Giving evidence to the inquest today, Dr Curtis said he carried out autopsies on the bodies of both men at Loughlinstown Hospital on the day they died. In both cases, he recorded the cause of death as “fire death”.

Toxicology tests showed that neither man had alcohol or drugs in their system at the time of their deaths and neither had sustained trauma injury. There was no soot in their airways but both men displayed evidence of thermal damage to their air intake passages. Neither man was otherwise ill in any way.

Dr Curtis said the protective clothing worn by both men showed evidence of having experienced extreme heat “that would provide an environment that didn’t support life”. Both bodies displayed evidence of having endured extreme heat and death, said Dr Curtis, would have been “immediate or very rapid”.

Dr Curtis was not able to say whether the catastrophic event that occurred was a fire flash-over, as claimed by an independent forensic fire investigator Dr Peter Mansi, or a fireball, as hypothesised by another expert witness, Christopher Large, giving evidence for Wicklow County Council.
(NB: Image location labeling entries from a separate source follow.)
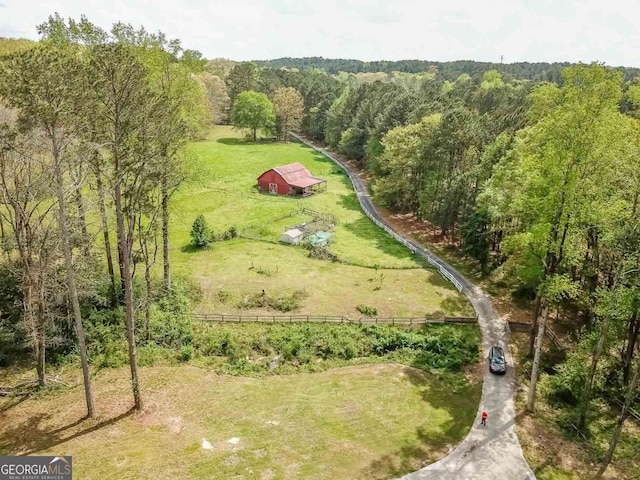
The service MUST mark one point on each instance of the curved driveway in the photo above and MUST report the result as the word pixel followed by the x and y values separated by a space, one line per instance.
pixel 491 451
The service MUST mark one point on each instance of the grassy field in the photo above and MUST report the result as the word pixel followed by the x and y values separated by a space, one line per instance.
pixel 335 424
pixel 377 271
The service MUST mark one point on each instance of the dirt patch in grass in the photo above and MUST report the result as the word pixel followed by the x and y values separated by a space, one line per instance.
pixel 352 422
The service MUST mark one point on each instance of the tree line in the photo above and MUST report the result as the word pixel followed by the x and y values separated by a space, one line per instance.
pixel 536 71
pixel 92 126
pixel 539 183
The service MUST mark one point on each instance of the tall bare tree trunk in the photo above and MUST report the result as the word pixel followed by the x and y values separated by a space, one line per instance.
pixel 124 252
pixel 165 236
pixel 632 337
pixel 107 242
pixel 586 395
pixel 536 359
pixel 623 416
pixel 42 333
pixel 534 325
pixel 71 283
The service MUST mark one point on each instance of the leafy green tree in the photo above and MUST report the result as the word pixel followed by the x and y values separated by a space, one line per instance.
pixel 43 84
pixel 201 234
pixel 475 237
pixel 254 111
pixel 193 60
pixel 288 107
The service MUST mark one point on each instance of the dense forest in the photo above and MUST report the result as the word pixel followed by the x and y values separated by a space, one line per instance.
pixel 538 181
pixel 538 71
pixel 533 170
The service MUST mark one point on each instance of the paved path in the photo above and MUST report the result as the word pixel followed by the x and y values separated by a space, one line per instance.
pixel 491 451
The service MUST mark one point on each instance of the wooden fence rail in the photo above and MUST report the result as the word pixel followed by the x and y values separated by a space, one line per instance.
pixel 232 318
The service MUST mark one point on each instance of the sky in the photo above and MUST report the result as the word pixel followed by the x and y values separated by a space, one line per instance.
pixel 516 30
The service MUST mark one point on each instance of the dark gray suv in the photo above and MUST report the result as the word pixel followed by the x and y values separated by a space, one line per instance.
pixel 497 362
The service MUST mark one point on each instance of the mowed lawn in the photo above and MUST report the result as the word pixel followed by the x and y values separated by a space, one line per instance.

In either instance, “that would provide an environment which would not support life. . . there might have been a very brief period of heat discomfort, depending on how rapid the event was, and then there would follow confusion, coma and death very rapidly”.

The protective clothing worn by both men showed signs of being exposed to extreme heat, he said. Pictures shown to the jury showed Mr Murray’s fire fighters protective clothing charred and badly disintegrated. Mr O’Shaughnessy’s protective gear was damaged less severely.
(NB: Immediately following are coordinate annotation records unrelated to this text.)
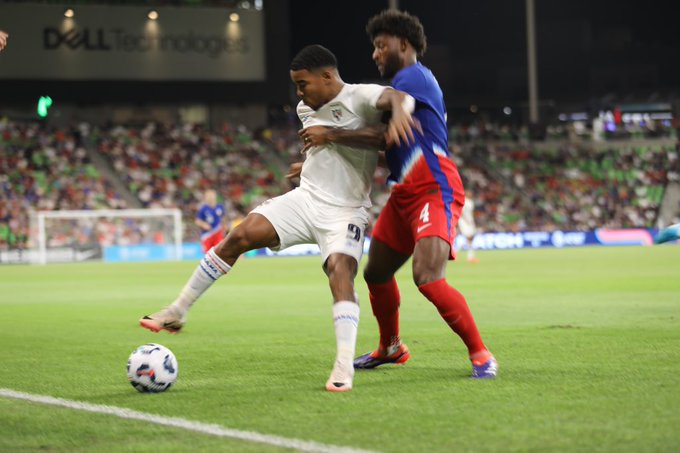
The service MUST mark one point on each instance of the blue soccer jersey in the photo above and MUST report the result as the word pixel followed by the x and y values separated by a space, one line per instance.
pixel 421 157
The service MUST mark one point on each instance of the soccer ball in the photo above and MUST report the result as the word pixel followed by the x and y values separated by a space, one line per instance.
pixel 152 368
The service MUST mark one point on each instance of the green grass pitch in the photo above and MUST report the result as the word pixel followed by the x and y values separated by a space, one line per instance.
pixel 588 342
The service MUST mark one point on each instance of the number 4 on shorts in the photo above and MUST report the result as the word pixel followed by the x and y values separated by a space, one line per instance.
pixel 425 213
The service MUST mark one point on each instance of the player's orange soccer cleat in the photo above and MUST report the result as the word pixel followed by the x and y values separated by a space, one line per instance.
pixel 341 377
pixel 169 319
pixel 399 354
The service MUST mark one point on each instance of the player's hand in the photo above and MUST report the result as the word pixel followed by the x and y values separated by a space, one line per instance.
pixel 294 170
pixel 3 39
pixel 314 136
pixel 401 128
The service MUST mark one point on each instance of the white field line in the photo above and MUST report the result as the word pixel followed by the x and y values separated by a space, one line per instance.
pixel 189 425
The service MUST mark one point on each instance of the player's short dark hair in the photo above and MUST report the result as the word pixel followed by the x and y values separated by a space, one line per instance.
pixel 313 57
pixel 400 24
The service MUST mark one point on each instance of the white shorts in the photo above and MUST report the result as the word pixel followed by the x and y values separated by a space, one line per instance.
pixel 466 227
pixel 300 218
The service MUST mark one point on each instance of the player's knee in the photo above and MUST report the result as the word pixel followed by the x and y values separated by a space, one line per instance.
pixel 375 275
pixel 341 267
pixel 236 243
pixel 425 274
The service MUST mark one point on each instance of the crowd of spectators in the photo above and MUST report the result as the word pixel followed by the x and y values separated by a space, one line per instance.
pixel 44 169
pixel 171 166
pixel 516 184
pixel 569 186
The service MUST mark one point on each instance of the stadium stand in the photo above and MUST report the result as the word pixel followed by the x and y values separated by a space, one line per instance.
pixel 44 169
pixel 556 184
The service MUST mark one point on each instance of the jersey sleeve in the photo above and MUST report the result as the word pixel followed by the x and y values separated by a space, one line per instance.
pixel 366 96
pixel 304 112
pixel 413 83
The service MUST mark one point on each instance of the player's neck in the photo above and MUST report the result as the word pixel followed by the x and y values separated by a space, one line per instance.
pixel 335 89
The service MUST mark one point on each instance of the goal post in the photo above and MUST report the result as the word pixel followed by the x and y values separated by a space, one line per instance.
pixel 66 228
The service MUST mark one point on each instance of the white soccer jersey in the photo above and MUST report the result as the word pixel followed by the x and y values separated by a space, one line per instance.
pixel 338 174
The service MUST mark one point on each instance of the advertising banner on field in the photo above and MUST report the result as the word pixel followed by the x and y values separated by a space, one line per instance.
pixel 482 241
pixel 114 42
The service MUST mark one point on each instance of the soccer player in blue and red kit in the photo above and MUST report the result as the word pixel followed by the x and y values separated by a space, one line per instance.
pixel 210 219
pixel 425 203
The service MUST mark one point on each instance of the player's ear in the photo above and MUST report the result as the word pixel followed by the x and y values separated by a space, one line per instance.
pixel 328 75
pixel 403 44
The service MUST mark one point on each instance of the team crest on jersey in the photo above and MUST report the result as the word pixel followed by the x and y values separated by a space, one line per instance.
pixel 336 111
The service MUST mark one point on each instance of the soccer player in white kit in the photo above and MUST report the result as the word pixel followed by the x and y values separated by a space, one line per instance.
pixel 329 208
pixel 468 228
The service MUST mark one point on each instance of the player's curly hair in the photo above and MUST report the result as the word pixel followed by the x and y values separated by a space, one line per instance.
pixel 313 57
pixel 400 24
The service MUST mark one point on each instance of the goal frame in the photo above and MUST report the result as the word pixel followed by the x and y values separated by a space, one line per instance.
pixel 41 216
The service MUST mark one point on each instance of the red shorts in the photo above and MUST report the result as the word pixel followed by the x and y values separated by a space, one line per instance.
pixel 212 240
pixel 409 216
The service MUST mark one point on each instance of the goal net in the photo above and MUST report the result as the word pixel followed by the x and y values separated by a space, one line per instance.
pixel 109 234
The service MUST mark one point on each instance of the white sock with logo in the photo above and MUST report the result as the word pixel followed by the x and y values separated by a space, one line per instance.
pixel 346 323
pixel 209 269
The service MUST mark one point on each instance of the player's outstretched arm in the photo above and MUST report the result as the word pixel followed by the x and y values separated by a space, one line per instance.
pixel 401 124
pixel 372 137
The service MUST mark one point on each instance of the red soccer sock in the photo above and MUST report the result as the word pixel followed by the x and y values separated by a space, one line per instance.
pixel 455 311
pixel 385 302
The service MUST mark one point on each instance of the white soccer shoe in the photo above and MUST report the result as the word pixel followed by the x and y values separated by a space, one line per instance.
pixel 341 377
pixel 169 318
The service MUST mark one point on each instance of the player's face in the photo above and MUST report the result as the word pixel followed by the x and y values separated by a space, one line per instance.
pixel 386 54
pixel 311 87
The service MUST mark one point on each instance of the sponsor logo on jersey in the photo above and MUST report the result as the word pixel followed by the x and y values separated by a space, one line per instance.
pixel 336 111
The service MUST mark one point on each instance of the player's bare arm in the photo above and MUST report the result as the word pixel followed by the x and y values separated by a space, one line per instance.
pixel 401 124
pixel 372 137
pixel 294 170
pixel 399 128
pixel 3 39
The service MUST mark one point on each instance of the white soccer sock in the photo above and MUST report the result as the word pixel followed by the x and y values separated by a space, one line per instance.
pixel 346 322
pixel 209 269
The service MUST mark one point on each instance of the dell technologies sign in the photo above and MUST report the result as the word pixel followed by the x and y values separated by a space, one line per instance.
pixel 119 40
pixel 108 42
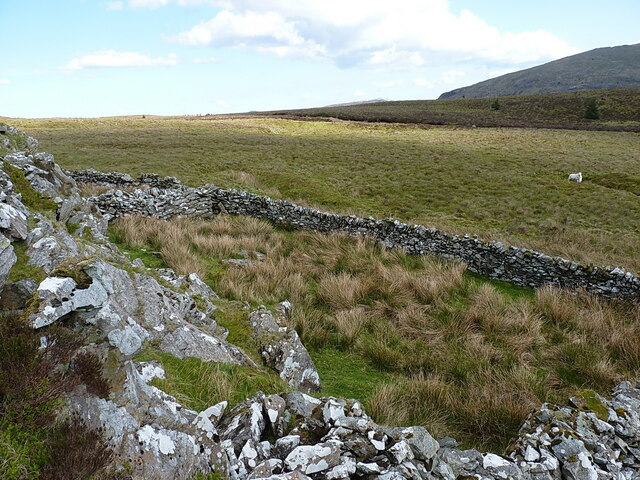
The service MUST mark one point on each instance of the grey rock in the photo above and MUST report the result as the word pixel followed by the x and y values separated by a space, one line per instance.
pixel 189 341
pixel 301 404
pixel 244 422
pixel 282 349
pixel 422 444
pixel 8 259
pixel 59 296
pixel 49 251
pixel 310 459
pixel 14 296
Asked by William Hamilton, counsel for the Murray family, whether it was possible to determine the time of death, Dr Curtis said no and added that “unconsciousness would have been extremely rapid and death would have followed”.

Before he left the witness stand, Dr Curtis expressed his condolences to both families.

Earlier, the inquest heard from Dr Nick Vaughan of the UK Health and Safety Laboratory who, with colleagues James Bolsover and an R Bettis, examined the protective clothing worn by both men, on behalf of the Irish Health and Safety Authority.

Dr Vaughan said both sets of protective clothing had evidence of “prolonged exposure to intense radiant heat”.

Asked if this could have been caused also by a fire ball, he replied that “the severe damage I have seen is not consistent” with that but was consistent with exposure to radiant heat. Even a fireball of eight seconds duration would not necessarily cause the level of damage he saw.

“People walk out of that,” he said.

Dr Vaughan agreed with Luán Ó Braonáin, SC for Wicklow County Council, it was a “reasonable assumption” that there could have been a fireball at one stage in the blaze incapacitating Mr Murray and Mr O’Shaughnessy who were then exposed to radiant heat. However, was not possible to distinguish between a fire ball and a flash-over, said Dr Vaughan.

“After some initiating event,” said Dr Vaughan concluded in his and his colleagues’ report, “the casualties were knocked down and totally incapacitated. The observed equipment damage then took place over an extended period during which time the casualties remained motionless.”

Surface temperatures within the compartment where the men died would have been more than 400 to 450 degrees centigrade during efforts by colleagues to rescues them, causing skin burns to fire fighters within about 20 seconds he told the inquest.

Alan Ryan, a joiner and who had leased the property in which the men died, told the inquest that around 85 per cent of the space between the ceiling and the corrugated metal pitch roof was stuffed with wooden pallets and crumpled up, stiff brown paper. He assumed these had been put there by previous occupants, who were cardboard manufacturers, for insulation purposes.

The inquest has heard previously that radiant heat from above was a significant factor in creating what Dr Mansi says was a “partial flash-over” generating extreme radiant heat in the compartment room where the men died.

Maria Melia, the acting director of services with Wexford County Council who is also the county’s chief fire officer and who was called at the request of Wicklow County Council, said that in Wexford, a caller stating that smoke was issuing from a building, which the recipient of the call knew to be an industrial premises in a residential area, would prompt the dispatch of two fire tenders.

A call stating only “smoke issuing” from a building would prompt the dispatch of one tender only.